# Jules Graduates his Associate Class!!!



## mdoats (Jun 7, 2007)

Woohoo! Congratulations! But... what is an Associate Class?


----------



## Jazz & Jules (Feb 25, 2007)

It's your basic obedience class.

Then she has a Bachelors, Masters and Doctrines class as well!

http://www.everythingintheark.com/


----------



## mdoats (Jun 7, 2007)

Ahhhhh... I thought it might be something like that but wasn't sure. Go Jules!


----------



## desilu (Nov 2, 2006)

Congratulations Jules and Mom! Look at those long legs - Gosh, he's a big, handsome boy! :heartbeat


----------



## BeauShel (May 20, 2007)

Congrats cousin, Mom says I need that class too. Today I have been misbehaving all day. --Bama
Jules looks very handsome and very proud of himself. The other dogs are cute too. He is such a big boy now.


----------



## Hudson (May 18, 2005)

Congratulations on passing the class, you have a beauiful golden there, lovely pics.


----------



## Coffee'sDad (Mar 10, 2008)

I though he was working at Wal-Mart.

dg


----------



## TheHooch (May 9, 2007)

Congrats Jules. You sure are lookiing leffy there boy!!!!!!! LOL


----------



## GoldenJoyx'stwo (Feb 25, 2007)

Congrats Jules and buddies! Love the expression on Sophie. Look at those long legs on Jules. The one doing the bout face is gorgeous, too! Megan-Kate is a lovely young woman.


----------



## Rob's GRs (Feb 25, 2007)

Congrats !!!
That first picture is great. Every dog there has such an unique expression on their faces.


----------



## moverking (Feb 26, 2007)

Go, Jules, go! Where's his 'honor cords', lol


----------



## Jazz & Jules (Feb 25, 2007)

Kimm said:


> Congrats Jules and buddies! Love the expression on Sophie. Look at those long legs on Jules. The one doing the bout face is gorgeous, too! Megan-Kate is a lovely young woman.

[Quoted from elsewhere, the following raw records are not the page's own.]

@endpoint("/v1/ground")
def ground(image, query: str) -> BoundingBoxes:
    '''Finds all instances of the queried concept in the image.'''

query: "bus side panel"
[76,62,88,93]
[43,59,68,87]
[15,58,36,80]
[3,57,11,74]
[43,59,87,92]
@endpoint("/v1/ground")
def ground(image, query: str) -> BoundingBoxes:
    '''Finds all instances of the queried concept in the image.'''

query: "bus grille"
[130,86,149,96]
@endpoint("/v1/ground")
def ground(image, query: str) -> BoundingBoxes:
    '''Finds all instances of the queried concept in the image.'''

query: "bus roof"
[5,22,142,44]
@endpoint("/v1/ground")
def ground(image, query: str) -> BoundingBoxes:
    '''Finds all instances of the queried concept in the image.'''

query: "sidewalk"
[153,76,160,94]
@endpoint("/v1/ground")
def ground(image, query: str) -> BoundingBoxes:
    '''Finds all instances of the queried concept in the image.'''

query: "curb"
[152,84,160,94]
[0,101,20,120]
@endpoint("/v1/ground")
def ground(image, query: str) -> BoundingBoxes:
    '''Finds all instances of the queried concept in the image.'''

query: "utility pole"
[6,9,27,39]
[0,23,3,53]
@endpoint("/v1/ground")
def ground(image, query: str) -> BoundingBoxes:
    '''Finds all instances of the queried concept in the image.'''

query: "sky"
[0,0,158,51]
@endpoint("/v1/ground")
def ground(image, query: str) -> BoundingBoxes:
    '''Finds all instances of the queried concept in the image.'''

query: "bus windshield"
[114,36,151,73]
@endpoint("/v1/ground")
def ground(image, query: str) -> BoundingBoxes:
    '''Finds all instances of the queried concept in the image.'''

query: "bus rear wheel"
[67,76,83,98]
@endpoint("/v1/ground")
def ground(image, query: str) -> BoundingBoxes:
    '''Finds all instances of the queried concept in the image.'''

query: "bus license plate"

The Aussie was quite smitten with Jules. She played kissey face every chance she got!


----------



## GoldenJoyx'stwo (Feb 25, 2007)

Awww...I can't believe how tall Jules is! He's a handsome boy...


----------



## BeauShel (May 20, 2007)

I dont blame that girl, if I saw Jules I would want to give him kisses too. She has very good taste.


----------



## norabrown (Jul 20, 2007)

Good job Jules! Delilah has legs like Jules....LONG! <g> What a handsome boy!


----------



## Abbydabbydo (Jan 31, 2007)

Congrats to Jules and mom! Those are great pictures!


----------



## Thor's Mom (Feb 25, 2007)

Congratulations Jules!!!


----------



## fostermom (Sep 6, 2007)

Yay Jules! Congrats!


----------